In her new book, “The End of Men: And the Rise of Women,” Hanna Rosin
writes, “To put it crudely, now feminist progress is largely dependent
on hookup culture.”
She acknowledges that many young women lament the lack of traditional
dating, but says that many are still looking for “fulfilling
relationships that exist outside the path of marriage.”
“Nobody says, ‘I love the hookup culture,’ and nobody says, ‘I want it
to change and go back,’ ” Ms. Rosin said. “They sense that it’s more
liberating, but there are still kinks.”
Ms. Massa and her best friend and business partner, Ms. Wiegand, share a
similar philosophy. They urged the young women gathered at the happy
hour in TriBeCa to embrace their sexuality. If you want to hook up, hook
up, they said. And afterward, they advised, be natural. Crack a joke.
Have some food. Act as if fun, casual sex is just that: fun, casual sex —
nothing more.
“We live in this confusing, ambiguous post-dating world, and we need to
embrace that,” said Ms. Wiegand, 29, who, along with Ms. Massa, is the
co-creator of the Gaggle concept. “We cannot expect to impose upon this
world a set of rules, a set of regulations, a set of expectations.”
Nonsense, say Ms. Fein and Ms. Schneider, the authors of the new “Rules”
book. Romance and dating are alive and well for women who refuse to
settle for anything less, they insist. They argue that women should try
to preserve an alluring air of mystery — no easy task given that many
young people chronicle their every move on social media.

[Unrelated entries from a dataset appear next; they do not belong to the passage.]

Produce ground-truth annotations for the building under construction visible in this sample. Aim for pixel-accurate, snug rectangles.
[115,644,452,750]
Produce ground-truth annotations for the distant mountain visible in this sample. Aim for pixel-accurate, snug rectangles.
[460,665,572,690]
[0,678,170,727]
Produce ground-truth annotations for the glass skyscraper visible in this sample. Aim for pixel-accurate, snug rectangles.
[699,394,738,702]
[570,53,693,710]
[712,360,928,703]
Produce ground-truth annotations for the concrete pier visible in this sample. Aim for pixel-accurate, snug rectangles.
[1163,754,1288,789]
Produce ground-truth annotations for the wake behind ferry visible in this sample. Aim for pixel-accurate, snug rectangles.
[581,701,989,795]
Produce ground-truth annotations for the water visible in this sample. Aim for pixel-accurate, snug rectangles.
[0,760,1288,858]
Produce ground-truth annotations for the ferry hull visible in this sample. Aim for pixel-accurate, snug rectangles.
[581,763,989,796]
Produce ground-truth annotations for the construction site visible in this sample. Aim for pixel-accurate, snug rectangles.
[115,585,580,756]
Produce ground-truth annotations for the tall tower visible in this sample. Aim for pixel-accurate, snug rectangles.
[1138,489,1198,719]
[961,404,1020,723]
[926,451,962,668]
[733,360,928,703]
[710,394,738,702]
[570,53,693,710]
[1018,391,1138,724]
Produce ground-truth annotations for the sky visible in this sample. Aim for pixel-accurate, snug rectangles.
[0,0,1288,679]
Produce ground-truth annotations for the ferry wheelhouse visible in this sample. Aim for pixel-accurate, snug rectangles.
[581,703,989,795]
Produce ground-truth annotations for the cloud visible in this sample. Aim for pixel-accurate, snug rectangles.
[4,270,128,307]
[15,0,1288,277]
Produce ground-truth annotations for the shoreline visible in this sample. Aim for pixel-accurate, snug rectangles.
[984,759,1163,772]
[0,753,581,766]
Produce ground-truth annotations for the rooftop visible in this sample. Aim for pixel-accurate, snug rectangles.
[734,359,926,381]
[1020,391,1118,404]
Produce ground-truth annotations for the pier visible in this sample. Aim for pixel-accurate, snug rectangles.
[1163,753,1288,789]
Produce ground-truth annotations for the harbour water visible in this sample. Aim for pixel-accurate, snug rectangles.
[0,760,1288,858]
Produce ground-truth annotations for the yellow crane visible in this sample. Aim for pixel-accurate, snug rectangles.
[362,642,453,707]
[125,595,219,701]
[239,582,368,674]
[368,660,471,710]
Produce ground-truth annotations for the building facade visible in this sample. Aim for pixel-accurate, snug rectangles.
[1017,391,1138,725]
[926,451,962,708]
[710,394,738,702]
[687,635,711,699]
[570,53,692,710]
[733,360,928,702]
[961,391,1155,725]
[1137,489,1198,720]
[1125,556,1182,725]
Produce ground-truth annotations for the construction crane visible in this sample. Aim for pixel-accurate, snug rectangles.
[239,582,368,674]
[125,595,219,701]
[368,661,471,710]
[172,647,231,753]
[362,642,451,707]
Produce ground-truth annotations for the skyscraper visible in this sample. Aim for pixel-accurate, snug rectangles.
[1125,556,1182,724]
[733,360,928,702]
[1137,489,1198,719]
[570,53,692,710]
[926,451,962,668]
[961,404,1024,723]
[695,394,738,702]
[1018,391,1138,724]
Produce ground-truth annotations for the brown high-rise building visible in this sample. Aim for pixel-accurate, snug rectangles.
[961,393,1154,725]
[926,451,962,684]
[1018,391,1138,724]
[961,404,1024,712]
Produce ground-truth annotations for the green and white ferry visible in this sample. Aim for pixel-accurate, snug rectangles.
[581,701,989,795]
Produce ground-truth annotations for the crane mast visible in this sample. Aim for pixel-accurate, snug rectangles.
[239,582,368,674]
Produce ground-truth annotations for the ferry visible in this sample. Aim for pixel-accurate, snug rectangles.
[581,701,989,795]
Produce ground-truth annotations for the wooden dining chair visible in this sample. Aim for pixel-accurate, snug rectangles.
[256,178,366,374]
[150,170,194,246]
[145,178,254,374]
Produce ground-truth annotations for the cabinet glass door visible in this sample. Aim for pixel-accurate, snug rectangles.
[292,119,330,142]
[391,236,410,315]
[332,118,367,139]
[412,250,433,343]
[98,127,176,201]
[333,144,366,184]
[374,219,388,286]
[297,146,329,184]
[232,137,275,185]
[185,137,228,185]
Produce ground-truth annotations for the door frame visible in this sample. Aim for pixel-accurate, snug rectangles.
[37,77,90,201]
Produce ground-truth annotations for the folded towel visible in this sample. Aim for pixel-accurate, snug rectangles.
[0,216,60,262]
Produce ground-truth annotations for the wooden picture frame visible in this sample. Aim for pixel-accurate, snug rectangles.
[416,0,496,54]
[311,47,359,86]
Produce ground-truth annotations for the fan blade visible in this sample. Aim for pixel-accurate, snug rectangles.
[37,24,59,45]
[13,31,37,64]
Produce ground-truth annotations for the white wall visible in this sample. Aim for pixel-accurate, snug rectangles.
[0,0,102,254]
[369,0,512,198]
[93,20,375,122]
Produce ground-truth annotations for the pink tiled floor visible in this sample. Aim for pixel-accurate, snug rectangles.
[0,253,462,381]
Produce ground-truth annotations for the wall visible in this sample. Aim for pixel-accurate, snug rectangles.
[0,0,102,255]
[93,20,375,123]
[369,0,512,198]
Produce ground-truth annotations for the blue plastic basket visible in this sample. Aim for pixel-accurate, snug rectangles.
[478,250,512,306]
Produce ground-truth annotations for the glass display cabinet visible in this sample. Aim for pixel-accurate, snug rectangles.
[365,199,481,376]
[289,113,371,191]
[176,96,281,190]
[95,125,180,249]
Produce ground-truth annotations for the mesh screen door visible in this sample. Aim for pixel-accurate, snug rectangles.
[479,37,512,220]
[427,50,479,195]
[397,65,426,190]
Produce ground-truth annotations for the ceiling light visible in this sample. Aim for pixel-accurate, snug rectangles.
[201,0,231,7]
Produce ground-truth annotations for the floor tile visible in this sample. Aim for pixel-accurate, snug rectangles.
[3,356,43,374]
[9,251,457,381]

“It is harder today,” Ms. Schneider said. “But the reality is that you
can still pretend it’s the 1950s when we didn’t have all of this
technology. Don’t answer the phone. Don’t answer the text.”
At the happy hour in TriBeCa, the young women drank, laughed and shared
stories about how Ms. Massa’s advice had played out in their lives.
Charlise Ferguson, a 28-year-old magazine editor, savored the
camaraderie, saying it felt like a “group therapy session” with
like-minded women who know exactly how hard it is to commune with men
these days.
“They all like to communicate via text message,” Ms. Ferguson said.
“When you tell a guy you want to talk on the phone, it’s like you want
to get married to him.”
Nafeesa Saboor, a 33-year-old blogger and freelance writer, said she
recognized Ms. Massa’s description of a post-dating world and liked her
suggestion that women should enjoy their connections with men regardless
of whether they were going out on formal dates. (“The only people who
make reservations when I go out are men in their 50s,” she sighed.)
But she disagreed with Ms. Massa and Ms. Wiegand’s unabashed endorsement
of hookups and with their idea that women shouldn’t make some more
demands of men.
“There’s no one answer, no one book for everybody,” Ms. Saboor said.
“It’s going with your gut and using your discernment. That’s frustrating
and exciting. But that’s the way love is. You just never know.”